Bukannya berusaha untuk melembagakan kekuasaannya dan mendikte
bagaimana suatu pekerjaan harus dikerjakan, seorang eksekutif yang efektif
mendelegasikan wewenang kepada bawahan dalam organisasi untuk
menemukan dan menerapkan cara baru dan lebih baik untuk melakukan
sesuatu.

Pemimpin dapat merespons kebutuhan pengikutnya adalah dengan


memberikan mekanisme formal dalam meningkatkan pengaruh timbal balik
dan menghindari tindakan sewenang-wenang dari pemimpin. Aturan dan
kebijakan memainkan peran untuk mengatur penggunaan kekuasaan posisi,
khususnya kekuasaan memberi penghargaan dan kekuasaan memaksa.
Prosedur penggantian (recall) dapat digunakan untuk menggantikan
pemimpin yang tidak kompeten sesuai dengan aturan.

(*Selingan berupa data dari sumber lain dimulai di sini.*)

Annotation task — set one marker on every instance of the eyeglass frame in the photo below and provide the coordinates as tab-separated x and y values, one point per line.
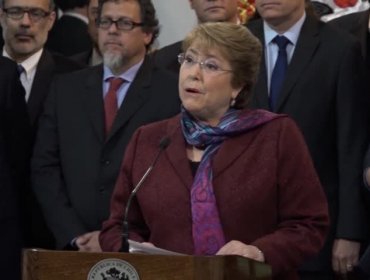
202	64
29	11
116	23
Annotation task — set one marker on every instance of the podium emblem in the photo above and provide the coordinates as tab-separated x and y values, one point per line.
113	269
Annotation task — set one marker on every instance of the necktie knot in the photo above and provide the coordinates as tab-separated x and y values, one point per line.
115	83
20	69
110	102
281	41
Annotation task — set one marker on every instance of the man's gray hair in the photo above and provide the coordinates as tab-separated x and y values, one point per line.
51	4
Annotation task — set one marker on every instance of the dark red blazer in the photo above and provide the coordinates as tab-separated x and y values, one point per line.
266	188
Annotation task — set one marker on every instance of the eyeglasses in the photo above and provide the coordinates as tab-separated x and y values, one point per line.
17	13
121	23
207	65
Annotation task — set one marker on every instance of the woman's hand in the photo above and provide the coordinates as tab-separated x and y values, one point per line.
235	247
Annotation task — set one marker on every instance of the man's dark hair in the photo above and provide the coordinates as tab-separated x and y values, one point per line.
66	5
147	14
51	5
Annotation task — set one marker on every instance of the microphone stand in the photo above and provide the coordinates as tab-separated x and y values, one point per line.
125	231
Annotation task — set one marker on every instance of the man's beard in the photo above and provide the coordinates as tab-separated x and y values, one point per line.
114	61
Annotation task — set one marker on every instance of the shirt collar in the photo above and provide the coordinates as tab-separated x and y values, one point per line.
292	33
128	76
30	63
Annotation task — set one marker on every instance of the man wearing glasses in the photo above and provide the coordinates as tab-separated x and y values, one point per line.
25	26
89	118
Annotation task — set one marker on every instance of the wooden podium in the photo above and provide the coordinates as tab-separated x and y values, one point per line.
68	265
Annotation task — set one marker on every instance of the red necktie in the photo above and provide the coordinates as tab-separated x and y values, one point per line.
110	102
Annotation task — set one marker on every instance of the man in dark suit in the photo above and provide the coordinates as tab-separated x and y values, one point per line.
25	35
358	25
206	11
87	125
92	56
69	35
14	148
323	90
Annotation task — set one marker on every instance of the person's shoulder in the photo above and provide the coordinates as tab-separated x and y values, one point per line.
6	63
347	20
77	77
274	121
166	51
65	64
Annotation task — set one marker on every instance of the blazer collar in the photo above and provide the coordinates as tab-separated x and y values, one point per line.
137	95
93	99
307	44
40	85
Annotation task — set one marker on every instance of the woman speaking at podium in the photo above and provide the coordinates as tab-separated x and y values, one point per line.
228	180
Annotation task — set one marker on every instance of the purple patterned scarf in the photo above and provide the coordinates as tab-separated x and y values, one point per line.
208	235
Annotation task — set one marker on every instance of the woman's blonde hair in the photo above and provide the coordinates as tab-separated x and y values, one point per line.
238	46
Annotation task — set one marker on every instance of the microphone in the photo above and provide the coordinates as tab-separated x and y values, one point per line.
163	144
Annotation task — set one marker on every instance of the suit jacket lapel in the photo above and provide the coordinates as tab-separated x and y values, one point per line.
228	153
362	30
40	85
176	152
93	100
136	96
307	44
260	96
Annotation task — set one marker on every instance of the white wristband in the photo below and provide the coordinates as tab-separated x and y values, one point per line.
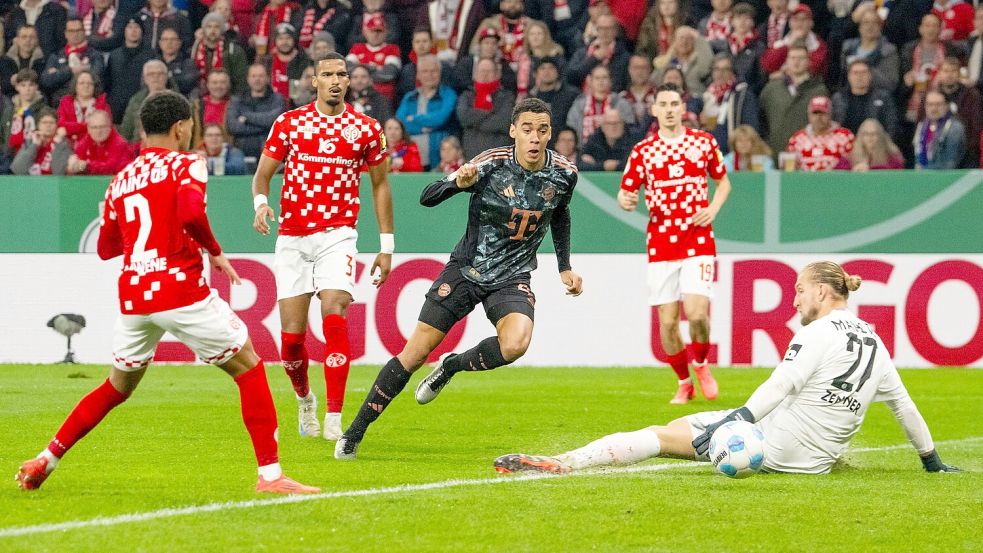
387	243
258	200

Akhirnya, pemimpin
itu sendiri dapat mempermudah pengaruh timbal balik dengan mendorong
bawahan untuk berpartisipasi dalam pembuatan keputusan penting dan
dengan mengembangkan para bawahan serta melakukan inovasi pemberian
penghargaan.

2.8. TIPE PERILAKU MEMPENGARUHI

Bentuk perilaku mempengaruhi yang paling umum dalam organisasi adalah


"permintaan yang sederhana" yang didasarkan pada kekuasaan yang
memiliki legitimasi. Kepatuhan target hanya terhadap permintaan yang
sederhana dan jelas legitimasinya serta relevan untuk pekerjaan. Akan
tetapi, jika tindakan yang diminta tersebut tidak menyenangkan,
menyulitkan, tidak relevan, atau sulit untuk dikerjakan, reaksi target akan
berupa perlawanan. Komitmen target akan menjadi hasil yang tidak
diinginkan untuk permintaan yang sederhana, kecuali dalam kondisi yang
menguntungkan. Untuk berbagai tipe upaya mempengaruhi perlu
menggunakan bentuk lain perilaku mempengaruhi yang disebut "taktik
mempengaruhi proaktif."

Berbagai studi telah mengidentifikasikan beberapa tipe berbeda dari taktik


mempengaruhi proaktif. Berdasarkan studi terakhimnya, Yukl dan kawan-
kawan telah mengidentifikasikan 11 taktik mempengaruhi proaktif yang
relevan untuk mempengaruhi bawahan, rekan sejawat dan atasan pada
organisasi besar.

Persuasi Rasional : Pemimpin mengunakan argumen yang logis dan bukti


yang faktual dalam menunjukkan proposal atau permintaan itu
memungkinkan dan relevan untuk mencapai tujuan tugas.

Memberi Penilaian: Pemimpin menjelaskan bagaimana melaksanakan


permintaan atau mendukung usulannya yang akan memberikan keuntungan
kepada target secara pribadi atau membantu meningkatkan karier target.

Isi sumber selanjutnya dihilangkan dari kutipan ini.